Pubblichiamo con piacere questo scritto di Paola Baratto dedicato a Renzo Baldo, figura eclettica e centrale della cultura bresciana nel dopoguerra e presidente onorario della Commissione Cultura Fondazione Clementina Calzari Trebeschi.
Letteratura…
Non è, certo, la prima cosa che viene in mente parlando di Brescia. Eppure…
Eppure, tra città e provincia, si scrive e si pubblica (magari, questo, con più fatica) davvero molto. Tanto che sarebbe difficile elaborare una stima.
Ma, se il marchio Mib significa anche “radici”, ovvero memoria e continuità, in ambito letterario non si può prescindere dalla figura di Renzo Baldo, indiscusso punto di riferimento nel dibattito culturale e civile della città (nel 2005, l’amministrazione Corsini gli conferisce il “Grosso d’oro”).
Nel gennaio di quest’anno, quasi a suggello del novantesimo compleanno (ma chi lo conosce sa quanto sia refrattario all’autocelebrazione), ha pubblicato “Percorsi metrici” (Edizioni Progetto Cultura). Un testo motivato non tanto da tentazioni narcisistiche (ci tiene a sottolineare l’autore), ma dal “tranquillo desiderio di lasciare un “documento”. O meglio, una testimonianza d’un percorso di vita fatto “a tu per tu con le lettere”.
Recuperando quanto uscito dal 1986 al 2008 (ma alcune poesie risalgono al 1936) e con l’aggiunta d’una raccolta inedita, il libro ci “consegna” la figura di Renzo Baldo in tutte le sue sfaccettature: insegnante e musicista, poeta e musicologo. Tante vocazioni, ma un’unica strada diritta, senza astute scorciatoie o inversioni di rotta dettate da convenienze.
Rigorosa coerenza e integrità intellettuale mai ostentate, insomma. Dietro un’apparenza schiva e riservata (molto “mib” in questo…), Renzo Baldo rivela da sempre grande disponibilità al confronto con le nuove generazioni. Chi è stato suo alunno, infatti, ricorda un’autorevolezza esercitata con discrezione e pudore.
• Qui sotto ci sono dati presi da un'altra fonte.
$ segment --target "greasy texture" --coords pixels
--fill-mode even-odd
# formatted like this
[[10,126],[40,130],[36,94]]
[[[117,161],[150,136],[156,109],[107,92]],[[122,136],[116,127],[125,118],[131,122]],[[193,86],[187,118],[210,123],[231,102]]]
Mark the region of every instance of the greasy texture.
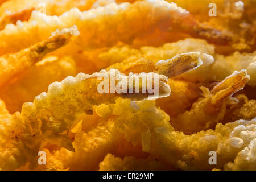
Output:
[[256,170],[255,5],[0,1],[0,170]]

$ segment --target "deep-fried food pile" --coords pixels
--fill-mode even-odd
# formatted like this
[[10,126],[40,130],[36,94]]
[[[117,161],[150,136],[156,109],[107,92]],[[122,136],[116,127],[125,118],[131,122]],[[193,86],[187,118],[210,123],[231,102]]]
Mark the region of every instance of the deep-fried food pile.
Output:
[[0,15],[0,169],[256,170],[255,0]]

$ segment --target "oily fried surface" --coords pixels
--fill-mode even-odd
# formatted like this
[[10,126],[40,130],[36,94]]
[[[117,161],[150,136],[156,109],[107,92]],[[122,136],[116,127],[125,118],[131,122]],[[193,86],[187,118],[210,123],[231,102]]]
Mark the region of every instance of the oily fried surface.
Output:
[[254,1],[0,1],[0,170],[256,170]]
E’ severo lo sguardo del Baldo sulle società umane. Ma ironico il suo versificare. Caustico, talvolta. Preferisce il registro grottesco, non scivola nella scontata retorica. Dalla prima all’ultima pagina di “Percorsi metrici”, si percepisce, chiaro, il disincanto quasi congenito di chi non si è mai fatto abbagliare dai nascenti idoli delle folle, né in passato né ora (“Nuovo Bismarck” è datata 1936 ma la sua eco arriva fino a noi). Ma neppure sedurre dal nascente consumismo incarnato dal Boom economico, da cui “filtra sottilmente il sentore/di una nuova barbarie”.
Ama la musica Renzo Baldo (un pomeriggio al mese suona il pianoforte per gli amici), ama il cinema. Ma è alla scrittura che affida quella possibilità di riscatto che nella vita reale sfugge.
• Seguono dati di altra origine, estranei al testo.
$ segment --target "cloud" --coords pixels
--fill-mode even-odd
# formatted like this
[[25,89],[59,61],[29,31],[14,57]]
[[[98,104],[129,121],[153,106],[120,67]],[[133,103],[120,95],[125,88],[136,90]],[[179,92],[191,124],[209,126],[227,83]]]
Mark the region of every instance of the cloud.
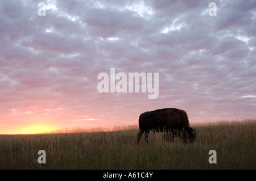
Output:
[[[0,124],[134,123],[164,107],[192,122],[255,118],[256,4],[217,1],[210,16],[209,2],[47,1],[39,16],[38,2],[3,1]],[[97,75],[112,68],[159,73],[159,98],[98,92]]]

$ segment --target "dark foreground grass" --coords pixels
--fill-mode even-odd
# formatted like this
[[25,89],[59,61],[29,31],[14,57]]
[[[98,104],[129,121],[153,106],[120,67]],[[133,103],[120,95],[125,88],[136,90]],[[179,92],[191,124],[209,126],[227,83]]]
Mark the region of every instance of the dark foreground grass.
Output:
[[[0,169],[256,169],[255,120],[196,126],[197,141],[185,145],[178,138],[164,142],[162,133],[151,132],[148,145],[142,137],[137,146],[134,126],[112,132],[1,135]],[[39,150],[46,151],[46,164],[38,163]],[[216,164],[208,162],[210,150],[216,151]]]

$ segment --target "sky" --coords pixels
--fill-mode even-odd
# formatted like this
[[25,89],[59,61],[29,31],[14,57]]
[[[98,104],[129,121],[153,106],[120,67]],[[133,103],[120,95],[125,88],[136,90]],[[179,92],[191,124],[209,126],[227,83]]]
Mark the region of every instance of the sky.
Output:
[[[0,134],[136,124],[168,107],[191,124],[255,119],[255,1],[1,1]],[[158,73],[159,95],[100,92],[101,73],[109,89],[118,73],[127,85]]]

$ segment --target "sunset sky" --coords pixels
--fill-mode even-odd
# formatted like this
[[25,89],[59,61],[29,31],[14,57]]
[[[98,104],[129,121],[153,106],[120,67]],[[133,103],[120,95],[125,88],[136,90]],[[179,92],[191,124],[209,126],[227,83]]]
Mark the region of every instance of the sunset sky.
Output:
[[[255,57],[256,1],[1,1],[0,134],[134,124],[167,107],[192,124],[255,119]],[[158,73],[159,96],[99,92],[110,68]]]

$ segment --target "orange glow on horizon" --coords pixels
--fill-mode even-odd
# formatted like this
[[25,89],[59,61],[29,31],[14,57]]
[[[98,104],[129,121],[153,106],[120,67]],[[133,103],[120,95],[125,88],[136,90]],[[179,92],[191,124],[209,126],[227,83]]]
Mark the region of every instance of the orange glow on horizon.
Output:
[[22,128],[18,132],[18,134],[44,134],[51,133],[54,131],[53,127],[48,125],[30,125]]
“Abbarbicati alle parole/no, ancor prima/al foglio bianco” scrive in “Tra gli intrichi”: “coltiviamo la speranza (…)/che qualche spiraglio si apra/ad intendere/e ad essere intesi”.
Si ha l’impressione, tuttavia, che il suo scetticismo nei confronti degli uomini di potere e delle vanità umane sia tentato dal sottile desiderio d’essere sorpreso, prodigiosamente smentito. Un pessimismo col beneficio del dubbio? Forse, è solo l’idea che la vita, suo malgrado, valga la pena d’essere – se non vissuta – perlomeno scritta.
Paola Baratto
Potrebbe sembrare banale o interpretato come dovuto, un mio commento a questo post, ma la cosa ha ben poca importanza. Devo confessare che ho molto apprezzato lo scritto di Paola Baratto, sia per come ha felicemente inserito un poco di spirito “MiB” ma ancor di più per la personale lettura che ha dato origine alla parte finale “Si ha l’impressione, tuttavia, che il suo scetticismo nei confronti degli uomini di potere e delle vanità umane sia tentato dal sottile desiderio d’essere sorpreso, prodigiosamente smentito. Un pessimismo col beneficio del dubbio? Forse, è solo l’idea che la vita, suo malgrado, valga la pena d’essere – se non vissuta – perlomeno scritta.”